OK, so if we have a distribution D (less nice than the average function) and a test function T (nicer than the average function), we have ⟨D,T⟩ = c: ℂ, so ⟨D,—⟩: test fn→ℂ and ⟨—,T⟩: distribution→ℂ ?
if there are no interiors (maybe edges but no faces nor volumes) then the vertices on the diagonals are truly independent: eg QM on small scales, GR on large ones.
[I'm currently pondering how the "main diagonal" of a transition matrix provides objects, while all the off-diagonal elements are the arrows. This implies that by rotating into an eigenframe (diagonalising), we're reducing the diversion to -∞ (generalised eigenvectors have nothing to lose but their Jordan chains) and hence back in the world of classical boolean logic?]
Is this sufficient relation: rel'ns (matrices which are particularly "irrreducible"/"simple" in that they've forgotten their weights to the point where these are either identity or zero) are concrete models of abstract quantales?
EDIT: I'm afraid I'm just learning fns vs distributions (curried fns?) myself.
I wonder how quasiparticles might relate to ideals (nuclei in quantale-speak I believe)?
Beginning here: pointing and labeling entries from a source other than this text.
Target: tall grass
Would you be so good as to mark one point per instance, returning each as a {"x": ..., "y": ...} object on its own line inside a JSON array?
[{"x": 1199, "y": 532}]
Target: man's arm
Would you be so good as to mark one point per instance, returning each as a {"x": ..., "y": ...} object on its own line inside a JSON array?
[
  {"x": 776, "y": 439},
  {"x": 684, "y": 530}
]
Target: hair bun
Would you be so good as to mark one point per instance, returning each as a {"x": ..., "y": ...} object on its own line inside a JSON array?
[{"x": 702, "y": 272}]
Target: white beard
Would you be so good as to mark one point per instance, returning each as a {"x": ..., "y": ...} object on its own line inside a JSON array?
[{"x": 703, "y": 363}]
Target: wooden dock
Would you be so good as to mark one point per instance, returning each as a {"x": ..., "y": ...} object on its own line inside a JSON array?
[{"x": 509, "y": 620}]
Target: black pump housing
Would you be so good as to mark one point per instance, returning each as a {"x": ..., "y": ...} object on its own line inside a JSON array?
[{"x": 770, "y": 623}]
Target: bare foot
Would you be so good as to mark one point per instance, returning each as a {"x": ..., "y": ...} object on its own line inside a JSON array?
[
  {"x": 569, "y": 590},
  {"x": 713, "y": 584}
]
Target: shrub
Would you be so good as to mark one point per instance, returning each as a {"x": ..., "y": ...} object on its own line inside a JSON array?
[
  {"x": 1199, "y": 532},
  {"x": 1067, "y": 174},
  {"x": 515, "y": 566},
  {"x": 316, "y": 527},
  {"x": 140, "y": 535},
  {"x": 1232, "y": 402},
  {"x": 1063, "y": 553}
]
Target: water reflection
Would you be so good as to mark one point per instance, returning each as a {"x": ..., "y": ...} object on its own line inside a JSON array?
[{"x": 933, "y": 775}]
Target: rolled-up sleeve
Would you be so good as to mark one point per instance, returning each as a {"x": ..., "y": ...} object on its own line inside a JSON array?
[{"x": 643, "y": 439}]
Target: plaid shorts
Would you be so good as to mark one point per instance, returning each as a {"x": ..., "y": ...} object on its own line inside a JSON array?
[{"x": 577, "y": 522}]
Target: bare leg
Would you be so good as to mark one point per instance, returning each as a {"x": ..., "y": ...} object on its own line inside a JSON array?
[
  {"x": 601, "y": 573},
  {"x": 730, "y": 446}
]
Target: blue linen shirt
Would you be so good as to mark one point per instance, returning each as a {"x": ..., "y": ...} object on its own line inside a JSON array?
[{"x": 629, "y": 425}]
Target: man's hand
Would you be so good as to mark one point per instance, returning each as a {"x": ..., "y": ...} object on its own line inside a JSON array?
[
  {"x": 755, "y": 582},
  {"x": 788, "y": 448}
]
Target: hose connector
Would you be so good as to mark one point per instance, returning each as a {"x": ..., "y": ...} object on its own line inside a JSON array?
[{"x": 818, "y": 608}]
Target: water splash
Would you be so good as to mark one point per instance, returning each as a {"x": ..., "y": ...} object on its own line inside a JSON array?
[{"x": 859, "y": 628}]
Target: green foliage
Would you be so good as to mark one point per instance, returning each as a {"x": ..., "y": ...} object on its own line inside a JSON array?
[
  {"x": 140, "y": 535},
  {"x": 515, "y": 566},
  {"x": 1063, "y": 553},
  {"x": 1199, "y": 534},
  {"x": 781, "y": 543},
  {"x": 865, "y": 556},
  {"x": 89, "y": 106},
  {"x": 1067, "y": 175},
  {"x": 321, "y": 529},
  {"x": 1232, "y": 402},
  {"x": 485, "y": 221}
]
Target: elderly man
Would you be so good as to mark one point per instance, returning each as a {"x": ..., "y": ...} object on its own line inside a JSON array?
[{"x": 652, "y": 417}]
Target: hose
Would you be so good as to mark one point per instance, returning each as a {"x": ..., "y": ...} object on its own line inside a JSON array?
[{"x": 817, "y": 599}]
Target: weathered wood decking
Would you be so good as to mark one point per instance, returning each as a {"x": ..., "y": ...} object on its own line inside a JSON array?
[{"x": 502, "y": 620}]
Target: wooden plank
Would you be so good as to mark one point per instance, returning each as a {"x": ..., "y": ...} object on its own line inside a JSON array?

Note that something very much like quasiparticles is how regexen turn exponential searches into polynomial...
The term "function" sadly means different things in different contexts. I feel like this whole thread is evidence of a need for reform in maths education from calculus up. I wouldn't be surprised if you understood all of this, but I'm worried about students encountering this for the first time.
Don’t know if you are a mathematician or not but mathematically speaking “function” has a definition that is valid in all mathematical contexts. Functional clearly meets the criteria to be a function since being a function is part of the definition of being a functional.
The situation is worse than I thought. The term "function", as used in foundations of mathematics, includes functionals as a special case. By contrast, the term "function", as used in mathematical analysis, explicitly excludes functionals. The two definitions of the word "function" are both common, and directly contradict one another.